Giacomo Leopardi, con la sua immensa opera “L’infinito”, ha tirato fuori una situazione in cui la possibilità visiva di guardare fino all’estremo orizzonte è impedito da un ostacolo: la siepe. È proprio la siepe ad attivare l’immaginazione del poeta che in un primo momento si raffigura mentalmente l’immensità dell’infinito.
I primi navigatori dell’antichità seguivano la rotta attraverso le stelle per navigare. Poi, quante volte abbiamo detto “Sei bella come una stella”, oppure “Gli amici veri sono come le stelle, non sempre si vedono ma sappiamo che esistono”, o ancora “Sei nato sotto una buona o una cattiva stella”, “Portare alle stelle qualcuno”, “Salire alle stelle”.
Io rapporto “l’infinito senza stelle” con lo stile di vita che ho condotto in questi lunghi anni; senza scendere nei particolari, direi che oggi, anche se privato della libertà di spazio, gli impedimenti soprattutto affettivi mi hanno condotto a un’analisi che mi ha liberato dalla schiavitù dell’arroganza.
Avevo già una vita che mi regalava tante ricchezze ma forse quelle che avevo le davo per scontato e non le apprezzavo abbastanza. Forse per bisogno di un’affermazione più gratificante, forse per spirito di ribellione verso quel contesto sociale che mi stava stretto, forse per il fascino di quel male che spesso si presenta nelle vesti di bene, o forse per tutti questi motivi messi insieme, ho cercato una vita differente.
L’altra metà l’ho passata rinchiuso in carcere, pagando le conseguenze delle mie azioni devianti. Oggi posso dire che, attraverso le asperità, ho raggiunto le stelle perché penso che, nel mio caso, i cambiamenti più significativi sono avvenuti a seguito di riflessioni e analisi personali, anche se ovviamente stimolate dal contesto detentivo e dal tavolo del Gruppo della Trasgressione, che mi ha permesso fare nuove conoscenze, di maturare nuove consapevolezze e di scoprirmi capace di emozionarmi.
Dopo tanti anni rinchiuso in un piccolo spazio che farebbe impazzire chiunque, dopo avere smesso di dare un senso al tempo che scorre, ecco che qualcosa cambia.
Come diceva Atenodoro: “Se tornerai agli studi, sfuggirai a qualsiasi sensazione tormentosa di stanchezza e di disinteresse nei confronti della vita propria e altrui; e non aspetterai la notte perché il giorno ti annoia, né ti sentirai di peso a te stesso e inutile agli altri, molte persone ti diverranno amiche e saranno i migliori a venire da te”.

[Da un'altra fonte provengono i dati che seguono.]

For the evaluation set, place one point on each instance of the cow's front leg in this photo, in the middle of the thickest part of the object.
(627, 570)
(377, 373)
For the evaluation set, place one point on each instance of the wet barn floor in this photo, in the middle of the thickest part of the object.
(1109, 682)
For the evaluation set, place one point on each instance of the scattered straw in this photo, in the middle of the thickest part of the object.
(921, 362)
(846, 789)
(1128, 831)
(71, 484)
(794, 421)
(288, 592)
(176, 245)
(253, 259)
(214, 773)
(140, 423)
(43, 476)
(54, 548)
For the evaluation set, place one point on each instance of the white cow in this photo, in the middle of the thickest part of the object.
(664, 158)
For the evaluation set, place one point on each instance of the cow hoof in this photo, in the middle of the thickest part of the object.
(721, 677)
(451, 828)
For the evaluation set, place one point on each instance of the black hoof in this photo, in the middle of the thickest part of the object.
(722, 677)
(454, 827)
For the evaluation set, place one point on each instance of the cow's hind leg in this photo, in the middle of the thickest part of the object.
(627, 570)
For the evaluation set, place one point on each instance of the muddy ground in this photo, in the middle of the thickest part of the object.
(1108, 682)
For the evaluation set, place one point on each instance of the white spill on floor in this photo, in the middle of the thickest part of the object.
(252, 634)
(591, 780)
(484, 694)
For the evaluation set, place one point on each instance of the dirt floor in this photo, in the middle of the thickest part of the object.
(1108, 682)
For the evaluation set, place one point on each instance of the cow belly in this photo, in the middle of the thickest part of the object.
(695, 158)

Mentre Curio Dentato diceva con grande verità che preferiva essere morto piuttosto che vivere da morto: “Il peggiore dei mali è uscire dal rango dei viventi prima di morire”.
Per me, il peggiore dei mali sarebbe uscire da questo mondo che ho riscoperto, fatto di passione, di serenità, di semplicità, di intensità, di apprezzamento, come quello che mi sta regalando la Trasgressione con i vari progetti che abbiamo realizzato e stiamo realizzando; come quella stupenda esperienza che ho vissuto di recente al salone tirocini dell’Università Bicocca di Milano, insieme alle bravissime Carlotta e Anita.

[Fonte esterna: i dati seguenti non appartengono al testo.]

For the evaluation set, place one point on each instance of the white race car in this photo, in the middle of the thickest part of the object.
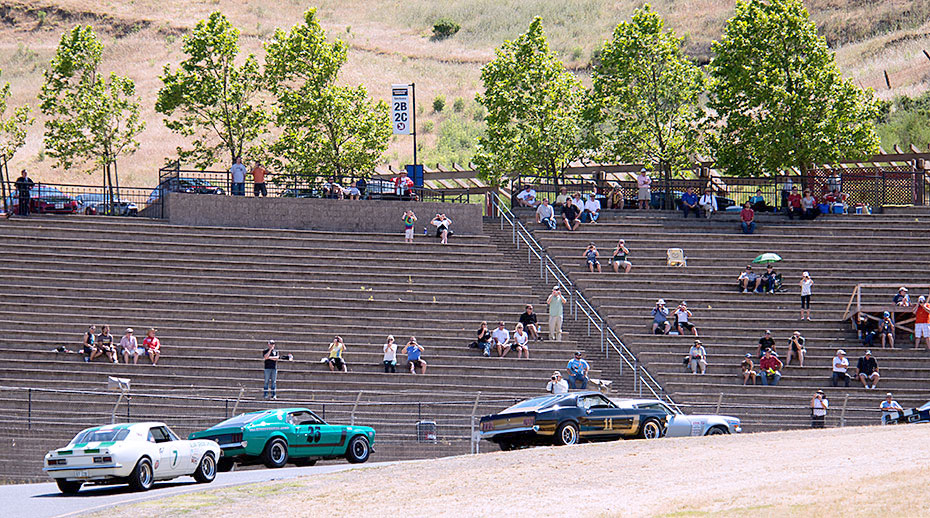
(681, 425)
(133, 453)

È stata una giornata per me di emozione e di commozione: essere stato partecipe e protagonista in rappresentanza del Gruppo della Trasgressione e spiegare ai futuri tirocinanti, laureati, post-laureati che cosa fa il gruppo per il recupero dei detenuti è stata una sensazione incredibilmente bella perché mi avete permesso di essere una persona normale, malgrado il mio tragico passato criminale.
Come non parlare poi della partecipazione all’evento della Fabbrica del Vapore, che mi ha consentito di visitare il Cimitero Monumentale che sembra un museo a cielo aperto, con tutti i suoi sepolcri scolpiti da mani di sapienti artisti. Mi hanno fatto emozionare per le loro opere. Che sensazione!

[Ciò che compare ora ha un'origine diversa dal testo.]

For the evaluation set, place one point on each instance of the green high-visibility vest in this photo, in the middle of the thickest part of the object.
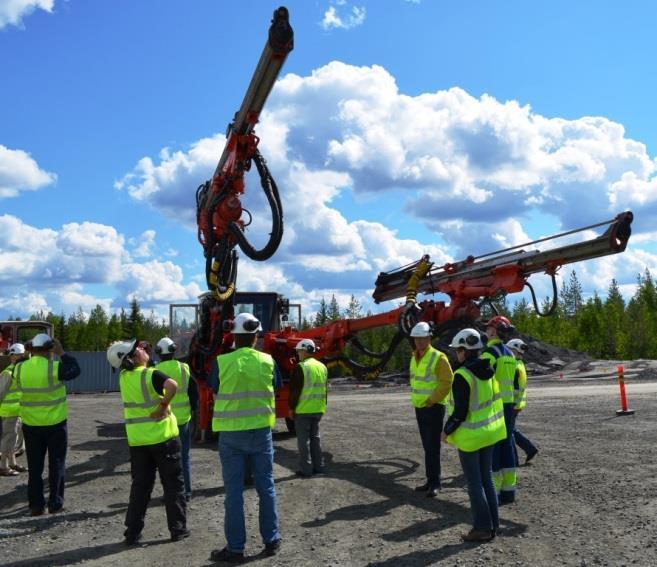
(313, 393)
(140, 400)
(484, 424)
(504, 363)
(520, 393)
(245, 399)
(43, 396)
(423, 377)
(178, 371)
(10, 404)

Quanti pensieri in quel momento mi hanno invaso la mente! Pensavo alle persone che per causa mia non ci sono più, ai miei genitori, a tutte le persone che soffrono per me. Provavo tanta tristezza, tanto dolore, tanta vergogna.
Spero che attraverso questa mia consapevolezza di oggi, io possa lenire il dolore di ognuno di loro e dei loro famigliari.